La tua musica è fatta di viaggi, di scoperte. Verrebbe da dire che dopo un lungo peregrinare, con questo nuovo album, Canzoni della Cupa, ha prevalso il desiderio di tornare alle origini. Come mai questa scelta?
Le origini, l’archetipo, l’Itaca perduta. C’è una poesia di Kavafis intitolata a Itaca; dice che per quanto la si trovi brulla e vuota, Itaca ti avrà comunque regalato il viaggio. Il mio viaggio è durato a lungo. L’opera precedente era dedicata al viaggio per mare, il mare come luogo del destino. Marinai Profeti e Balene andava da Omero a Mel- ville, come Dylan, ma non prenderò il Nobel per questo. L’Odissea riguarda tutti. Ognuno ha la sua. Ci insegna e ci parla delle separazioni che ci impone il viaggio della vita. Itaca è come una specie di idea, l’idea di una comunità originaria. Io la mia Itaca l’ho portata in me nella zolla del racconto. Ho viaggiato a lungo e l’ho trovata vuota. I paesi vuoti e solo l’eco delle musiche che li avevano animati. Itaca l’ho riconosciuta in frammenti, in ombre, in voci. Non esiste se non nel racconto. Il mio viaggio a Itaca l’ho fatto durare una quindicina di anni e l’ho raccolto nel romanzo Il paese dei coppolini e nelle Canzoni della Cupa. È un viaggio di completamento. La radice è la parte nascosta, che genera un’ombra che ci accompagna interiormente. Per indagare questa radice bisogna mettersi al riparo della storia e ascoltare, come un rabdomante i segnali della terra. Ed è quello che ho fatto. Credo, come diceva Jung, per completarmi con la mia zona d’ombra.

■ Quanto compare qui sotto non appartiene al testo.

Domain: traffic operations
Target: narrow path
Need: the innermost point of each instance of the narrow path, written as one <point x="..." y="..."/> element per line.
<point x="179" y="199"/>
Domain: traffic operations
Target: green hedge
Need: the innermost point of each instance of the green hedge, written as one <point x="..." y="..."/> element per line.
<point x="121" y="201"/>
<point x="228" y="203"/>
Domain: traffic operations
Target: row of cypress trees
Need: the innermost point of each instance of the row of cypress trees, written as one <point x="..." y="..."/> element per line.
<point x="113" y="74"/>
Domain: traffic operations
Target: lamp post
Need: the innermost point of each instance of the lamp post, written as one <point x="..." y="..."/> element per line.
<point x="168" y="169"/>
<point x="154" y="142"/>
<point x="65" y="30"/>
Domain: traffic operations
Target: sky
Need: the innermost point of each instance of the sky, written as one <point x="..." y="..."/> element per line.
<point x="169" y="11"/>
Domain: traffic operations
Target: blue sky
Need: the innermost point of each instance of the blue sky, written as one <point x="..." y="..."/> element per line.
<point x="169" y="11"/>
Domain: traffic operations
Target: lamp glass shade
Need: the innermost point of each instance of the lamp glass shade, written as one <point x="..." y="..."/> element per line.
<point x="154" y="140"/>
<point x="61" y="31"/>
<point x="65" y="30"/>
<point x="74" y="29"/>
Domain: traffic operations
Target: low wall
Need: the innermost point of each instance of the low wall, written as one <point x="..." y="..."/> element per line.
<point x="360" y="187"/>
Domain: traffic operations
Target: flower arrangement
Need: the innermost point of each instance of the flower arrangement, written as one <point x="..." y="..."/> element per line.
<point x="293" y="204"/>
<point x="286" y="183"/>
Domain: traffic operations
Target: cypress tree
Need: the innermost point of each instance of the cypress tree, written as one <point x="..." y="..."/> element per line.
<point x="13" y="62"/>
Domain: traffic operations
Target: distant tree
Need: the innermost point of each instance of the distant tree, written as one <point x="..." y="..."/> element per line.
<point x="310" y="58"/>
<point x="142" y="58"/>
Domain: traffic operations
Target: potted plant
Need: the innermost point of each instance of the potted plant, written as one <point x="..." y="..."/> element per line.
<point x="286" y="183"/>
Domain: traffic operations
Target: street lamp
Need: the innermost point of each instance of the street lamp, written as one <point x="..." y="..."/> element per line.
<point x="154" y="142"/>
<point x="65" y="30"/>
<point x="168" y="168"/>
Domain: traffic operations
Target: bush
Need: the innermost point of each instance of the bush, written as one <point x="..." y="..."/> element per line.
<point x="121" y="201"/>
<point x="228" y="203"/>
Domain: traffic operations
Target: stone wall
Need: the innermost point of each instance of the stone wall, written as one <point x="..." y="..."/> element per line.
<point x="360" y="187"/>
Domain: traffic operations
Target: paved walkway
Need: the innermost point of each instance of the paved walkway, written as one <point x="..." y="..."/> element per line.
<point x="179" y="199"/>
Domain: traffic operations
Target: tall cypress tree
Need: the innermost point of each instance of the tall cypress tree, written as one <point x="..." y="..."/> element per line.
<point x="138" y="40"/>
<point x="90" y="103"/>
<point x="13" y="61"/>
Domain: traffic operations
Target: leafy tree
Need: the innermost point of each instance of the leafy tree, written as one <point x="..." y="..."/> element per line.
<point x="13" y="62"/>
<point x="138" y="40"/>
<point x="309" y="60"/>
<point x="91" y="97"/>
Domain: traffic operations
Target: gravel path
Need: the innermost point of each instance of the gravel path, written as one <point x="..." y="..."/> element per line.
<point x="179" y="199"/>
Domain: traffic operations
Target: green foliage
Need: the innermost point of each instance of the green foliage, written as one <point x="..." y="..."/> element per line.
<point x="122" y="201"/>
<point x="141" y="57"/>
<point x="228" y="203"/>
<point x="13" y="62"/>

La figura femminile è molto presente nell’album. È un caso o ha un ruolo ben preciso?
Questo è un disco di terra e la terra è per definizione madre. È il femminile. Molte canzoni vengono dall’Humus della cultura popolare di paese. In un paese, a scavare in profondità c’è un po’ la storia del mondo. Nell’ultra-locale c’è l’ultra-universale. La maggior parte delle storie raccolte nelle cosiddette canzoni a sonetto avevano soggetto femminile. Donne molto diverse tra loro: quella arrivista e di facili costumi, quella così fedele da non sopravvivere alla morte dell’amato, la padrona della masseria e dei desideri, la depositaria della magia e della guarigione. E poi questo ininterrotto fiume di desiderio, di carnalità mai volgare, ma vitale, che trasforma l’uomo in lupo, come nella canzone Il pumminale. L’eterno femminino ascendente insomma.

L’album è diviso in due parti: Polvere e Ombra. Due situazioni di realtà celata, da scoprire. Verità e bellezza sono inevitabilmente frutto di un lavoro di ricerca?

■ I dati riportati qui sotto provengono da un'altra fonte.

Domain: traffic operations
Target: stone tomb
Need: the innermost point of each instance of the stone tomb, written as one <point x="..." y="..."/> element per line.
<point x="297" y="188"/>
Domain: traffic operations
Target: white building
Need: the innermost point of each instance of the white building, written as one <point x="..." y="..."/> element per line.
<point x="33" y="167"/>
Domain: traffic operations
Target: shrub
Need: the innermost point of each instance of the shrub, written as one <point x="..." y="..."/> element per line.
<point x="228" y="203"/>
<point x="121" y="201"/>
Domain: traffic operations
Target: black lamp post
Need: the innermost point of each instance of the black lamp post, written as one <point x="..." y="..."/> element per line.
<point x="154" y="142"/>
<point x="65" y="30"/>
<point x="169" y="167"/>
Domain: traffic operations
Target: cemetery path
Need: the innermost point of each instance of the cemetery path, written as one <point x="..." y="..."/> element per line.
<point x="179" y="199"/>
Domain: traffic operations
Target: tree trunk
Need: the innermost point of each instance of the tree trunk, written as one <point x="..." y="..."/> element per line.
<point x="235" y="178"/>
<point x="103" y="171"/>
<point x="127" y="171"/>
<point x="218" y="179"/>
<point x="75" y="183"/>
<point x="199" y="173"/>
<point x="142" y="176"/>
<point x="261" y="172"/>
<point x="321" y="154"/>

Polvere e ombra sono la sostanza dell’esistenza. Siamo Polvere e Ombra, come diceva Orazio. Nel mio disco la polvere è quella della fatica, del sudore, dello sparo, della frontiera. L’Ombra è quella dell’inconscio collettivo, il peso dell’ombra culturale, l’ombra generata dalla radice. L’ombra delle leggende, della selva, delle metamorfosi. Quella zona in cui non si è accesa bene la luce della scienza e della storia.

C’è già una nuova destinazione prevista, nel viaggio artistico di Vinicio Capossela?
Il medioevo. Visto che il mondo sta precipitando in un nuovo medioevo, farò un disco ispirato alle ballate e ai bestiari. Che la luce delle feste asinarie, le feste dei folli ci possa far rinsavire e portare a un nuovo rinascimento.